The UK is making huge strides in decarbonising its electrical system. In 2019, the government passed laws to bring all our greenhouse gas emissions to net zero by 2050. This was a real statement of intent as the UK became the first major economy to pass such legislation.
Offshore wind power will play a leading role in the drive for decarbonisation. It is already a significant part in the UK’s energy mix, with a capacity of almost nine gigawatts currently installed. The UK is currently the world’s largest offshore wind market and is expected to account for 35% of growth in the sector over the next five years. However, if net zero by 2050 is to be realised, there is still more to do.
The need for further investment in offshore wind has been recognised by the UK government, which earlier this year announced the pivotal Offshore Wind Sector Deal, a commitment that will see the UK sourcing up to a third of electricity with at least 30GW of generating capacity from offshore wind by 2030.
It is heartening to know that clean, green offshore wind will play a key role in our country’s energy mix, both now and in the future. However, if the UK is to truly harness this power, there are challenges that the industry needs to overcome.
All this increase and change leads to an inevitable impact on our infrastructure, and at the heart of this, the National Grid. With weather conditions dictating the amount of energy generated by wind power, the job of balancing the supply and demand of energy has become more challenging. Furthermore, with an increasing number of large, conventional power plants being taken offline, the frequency variations that inevitably occur due to mismatches between supply and demand of energy will become more significant. This is because these conventional power generators, such as coal, gas and nuclear, provide a consistent supply of power, helping National Grid meet its obligation to maintain the grid frequency between 49.5 and 50.5Hz.
As well as this, our grid was originally set up to harness large scale power generation from traditional sources, with infrastructure located near population centres. Offshore windfarms are located far away from populated areas, where grid infrastructure is weaker as it was not designed to handle large amounts of power. To ensure the grid is ready for the increase in clean energy coming from offshore wind, solutions need to be found.
One solution to this is electrical storage technology, which has the capability to stockpile energy and feed it to the grid when required, helping to maintain a consistent frequency and support infrastructure that can’t handle large amounts of energy. Battery storage is one technology being harnessed as it can be used to quickly stabilise grid frequency. However, it also has challenges to overcome, such as a lack of storage capacity leading to large costs of energy stockpiling levels, and the risk of overheating when exporting large amounts of power. There are other, more cost-effective solutions available that can store larger amounts of energy, such as hydrogen storage and compressed air energy storage, but these are less efficient than batteries and capacitors.

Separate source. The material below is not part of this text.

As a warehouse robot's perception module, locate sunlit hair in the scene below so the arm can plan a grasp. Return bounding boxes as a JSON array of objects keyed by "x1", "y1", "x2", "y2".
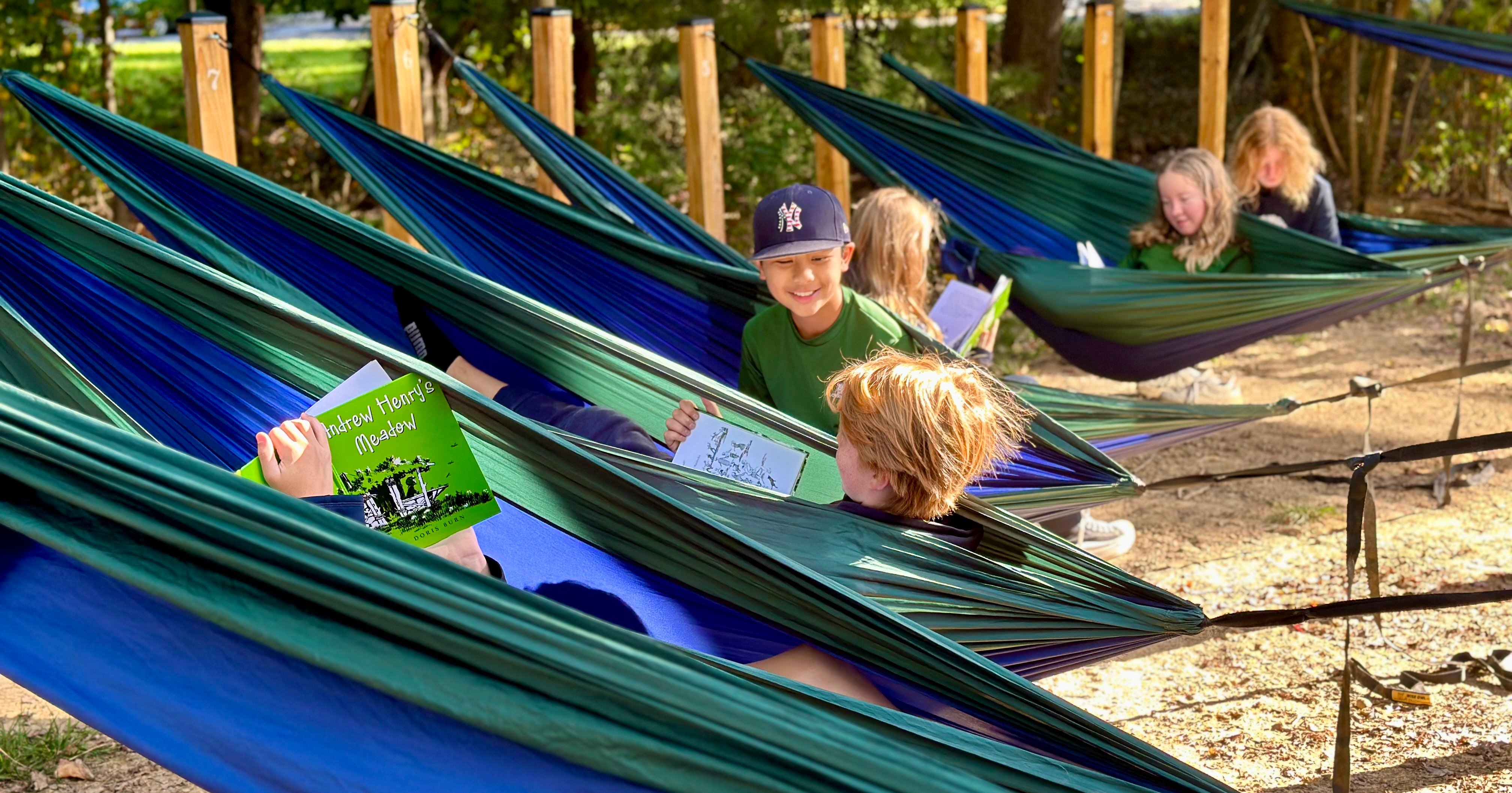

Businesses working in the electrical infrastructure sector are well aware of the challenges facing electricity storage. We have seen a range of firms, from SMEs to large corporations, developing a diverse range of solutions to cement this technology as a key part of our energy system. New innovations are emerging that could significantly change the way we store energy.
This abundance of ideas and technologies that could form potential solutions to energy storage challenges is fantastic. However, there will be hurdles to overcome – particularly with SMEs and start-ups – in bringing their products to market.
Funding is one obvious pitfall. Without investment, businesses cannot drive forward these innovations to a scale that becomes a feasible asset to our infrastructure. Access to systems that allow them to test their solutions can be scarce and without being able to test and validate products in real-world environments, they cannot gain the certifications needed to earn industry recognition, investment and customers.
If the UK is going to future-proof the grid and prepare it for the increased supply of offshore wind energy, support needs to be provided to these companies, giving them access to valuable industry insight and tools that can help them fund their solutions and put them to the test. Thankfully, these barriers have been recognised and avenues are now open to provide businesses with the vital support they need.
The ORE Catapult’s Grid Connection Support Series is one such service. Providing SMEs in the electrical infrastructure sector with expertise from global industry leaders, the series helps businesses understand how to enter new markets, form collaborations to stimulate growth and enhance areas of research. Personalised support for their projects including access to the latest tools to test their products is also available.
The UK’s electrical ecosystem is changing, and this change is only going to happen at an increasingly faster rate as the system continues to decarbonise. The energy industry can’t be reactive to this change; it must be proactive and ensure the tools and systems are in place to meet the nation’s electricity demands. Development of enhanced energy storage solutions is helping achieve this and nurturing the businesses developing the solutions of the future is vital. With the right support, the UK will have both a world-class electricity network, fit for a clean energy future, as well as a thriving market of industry-leading companies.